In fact, if this were an independent country, it would be the Saudi Arabia of Africa. Forgot to mention there are credible reports there is an ENORMOUS pool of crude under my feet a few miles away. So why aren’t the natives - the people who really own all this – living large?
Because there is so much wealth. Nobody has been able to stake a claim that stands and nobody is willing to let anyone else grab it. Thomas, that’s the guy I’ll tell you about, has been a correspondent for a while and he knows people in the intelligence services. He says they tell him that there was a period in the 60s when the extent of the wealth first became known, the Russians moved in. The CIA moved in to block them and for a few years there was an unofficial hot war going on here.
It finally stopped when it looked like it was going to expand and the Cuban Missile Crisis was recent enough to convince people nobody wanted a nuclear standoff. So they let their proxies slug it out.
Over the next few years through the end of the 20th, you had mercenaries aligned with the Americans, the Russians, the Chinese, the British, the French and – I think – the Cubans for a while killing each other and terrorizing the native residents. And then there were mercenaries working for five or six international oil companies, a few mining cartels and God knows who else.

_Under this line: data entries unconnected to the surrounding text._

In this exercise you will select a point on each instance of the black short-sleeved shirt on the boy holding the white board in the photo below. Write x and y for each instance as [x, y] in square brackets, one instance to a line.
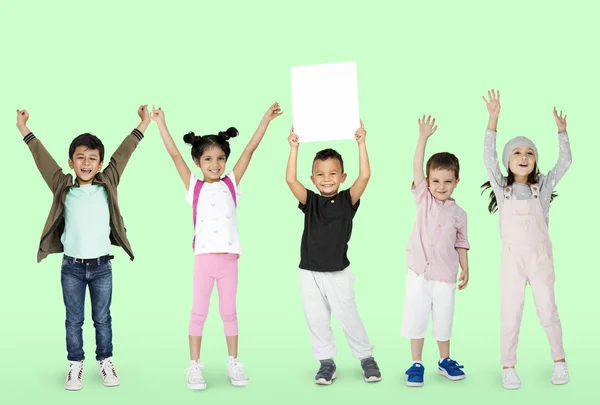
[327, 231]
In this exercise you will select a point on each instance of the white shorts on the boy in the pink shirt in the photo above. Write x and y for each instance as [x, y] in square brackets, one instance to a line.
[424, 299]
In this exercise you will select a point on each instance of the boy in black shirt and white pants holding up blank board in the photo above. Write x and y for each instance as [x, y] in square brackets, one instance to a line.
[326, 280]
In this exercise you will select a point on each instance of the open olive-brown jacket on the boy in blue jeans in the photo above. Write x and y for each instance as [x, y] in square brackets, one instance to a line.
[60, 183]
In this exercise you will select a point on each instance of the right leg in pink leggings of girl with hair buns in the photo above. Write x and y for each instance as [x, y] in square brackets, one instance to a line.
[227, 282]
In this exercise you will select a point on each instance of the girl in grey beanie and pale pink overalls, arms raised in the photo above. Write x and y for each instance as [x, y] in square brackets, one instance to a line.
[522, 200]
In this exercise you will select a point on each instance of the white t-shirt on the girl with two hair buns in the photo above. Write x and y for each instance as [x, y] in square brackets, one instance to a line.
[216, 220]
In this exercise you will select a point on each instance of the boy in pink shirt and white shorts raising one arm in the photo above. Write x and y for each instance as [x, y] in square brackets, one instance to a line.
[437, 245]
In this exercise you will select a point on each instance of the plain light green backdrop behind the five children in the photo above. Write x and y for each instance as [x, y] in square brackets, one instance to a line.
[80, 66]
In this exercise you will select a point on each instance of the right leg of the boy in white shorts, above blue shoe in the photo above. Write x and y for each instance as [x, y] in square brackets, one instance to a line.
[443, 315]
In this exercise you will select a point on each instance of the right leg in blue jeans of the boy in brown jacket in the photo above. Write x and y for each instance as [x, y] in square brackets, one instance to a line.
[100, 295]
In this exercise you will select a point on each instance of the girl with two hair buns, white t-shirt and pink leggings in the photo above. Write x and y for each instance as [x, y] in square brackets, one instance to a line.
[216, 242]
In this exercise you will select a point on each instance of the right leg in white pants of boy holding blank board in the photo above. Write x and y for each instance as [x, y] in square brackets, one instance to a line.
[339, 290]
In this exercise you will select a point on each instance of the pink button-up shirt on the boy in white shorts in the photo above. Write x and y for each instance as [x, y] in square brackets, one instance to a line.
[439, 228]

Plus of course, you’ve got regular clashes between Democratic Republic troops trying to keep some claim on the territory and troops fro
m Zaire and Angola who want to remind the other African countries that the Democratic Republic’s claim to this land is highly contested.
So, Hell on Earth in what could be a local Paradise. Probably a moral there somewhere.”

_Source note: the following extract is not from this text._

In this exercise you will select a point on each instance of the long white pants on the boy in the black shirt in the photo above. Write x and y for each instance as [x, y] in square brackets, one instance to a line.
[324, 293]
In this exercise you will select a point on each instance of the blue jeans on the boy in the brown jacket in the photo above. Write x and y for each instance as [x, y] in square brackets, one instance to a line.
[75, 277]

She turned from the computer monitor and opened her desk drawer. She pulled out the paperback copy of “Horseman, Ride on By” Clint had autographed for her. Clint smiled up at her from the back cover. She realized she didn’t have any other pictures of him. She could Google him, but there were no personal pictures. Pictures of him smiling at her over a dining table. Pictures of him lying back relaxed on his bed, hands behind his head, smiling and shaking his head as if he couldn’t believe she was naked in his bed. She could remember his voice, but how long would that last. That calm, reassuring voice that had helped her through the first bad nights.
She returned her gaze to the email.
“Just so you won’t think I’ve become sort of geopolitical nerd, I should add most of that comes from Thomas. Thomas Hightower, He’s the correspondent I told you about. He’s not that old, mid-30s, but he’s been in the business almost 20 years. Been everywhere. Has the most fascinating stories.

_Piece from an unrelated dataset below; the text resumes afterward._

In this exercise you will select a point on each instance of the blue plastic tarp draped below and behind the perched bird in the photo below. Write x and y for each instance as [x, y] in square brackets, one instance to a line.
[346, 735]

More importantly, he’s been in almost every combat zone, every really bad international sewer over the last 20 years. I think he’s got eyes in the back of his head and he knows exactly what to say to kids armed with automatic weapons who would as soon kill you as look at you.
I don’t know why exactly, but we got along from our first meeting. I’m a complete novice at this stuff but he’s been patient and treated me like an equal partner instead of a tag along. For myself, I admire the guy. I’m here and I hope I get of this place alive, but he does this all the time. I really can’t imagine what that would be like and he’s spent 20 years doing it.
But I know now why he does it. I just know I couldn’t do it.
The first week we were here we moved around talking to people, getting a feel for which mercenaries were in what parts of the country, where the ‘no go’ sections were that nobody was safe without an armed escort and even then you couldn’t be sure.